My city is divided. Residents are tired. And now they're faced with 18 new and "new" faces to choose from, all of whom promise that their tenure will erase the terrible stain of the last twelve months. The question is who will actually have something to say, who will actually have a plan to DO something rather than just argue "I'm better than the last guy." Now a city that can barely rally behind its interim mayor or its disunified city council; a city that is sick and tired of its own government and is feeling the pain of decades of mismanagement; a city that was becoming proud but just had the air sucker-punched out of it must choose from a field of 18 'ABK' candidates who is best fit to run our city.

Who will come with the realness? Who will actually have a platform, actually have ideas, actually make decisions without the use of a political machine in the backgroun? Who knows the city, the issues? Who can actually BUILD upon the momentum of the Kilpatrick administration [pre-mess] and rebuild the city's image? What happens in year three, when Kwame is all but a distant nightmarish memory and the city is still "on the come up?"

The city needs coalition ... it needs cooperation. No more back-biting and deception.
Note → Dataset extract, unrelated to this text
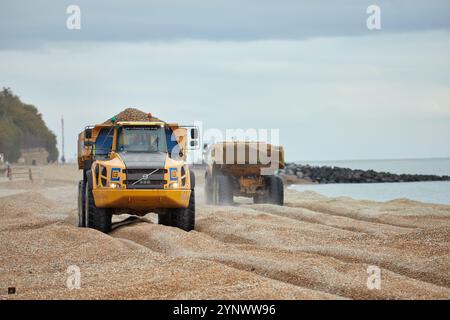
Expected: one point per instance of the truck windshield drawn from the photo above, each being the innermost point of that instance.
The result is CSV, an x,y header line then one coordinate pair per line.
x,y
141,139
And the first step toward that is not having an 18-player primary. [My sincere hope is that some of these names drop out by the Friday deadline to do so. Giving people so many choices on the February ballot leads me to believe that there will be very few clear frontrunners ... at least given my sense of the city's political pulse and frustration.]

But politics are a funny game. And somehow, election season always works itself out. Though the field seems crowded, I'm not in the city right now to see how people are reacting; I'm just an interested observer from afar. I can only hope that my battered, beaten, bruised city can recover and pull itself from the toxic cloud it's been entrenched in since ... well ... for quite some time.

Eighteen? Show me the one.

2 comments:

JNambowa said...

well said! FYI I plan to run in 2017, I hope that I will have your full support!

"You can't go wrongo with Nabongo!!"

Raye said...

"but politics are a funny game." indeed they are... i'm sorry i missed this one, but it still stands that it's extremely difficult to trust your future to someone you'll never completely be sure of. reminds me of something.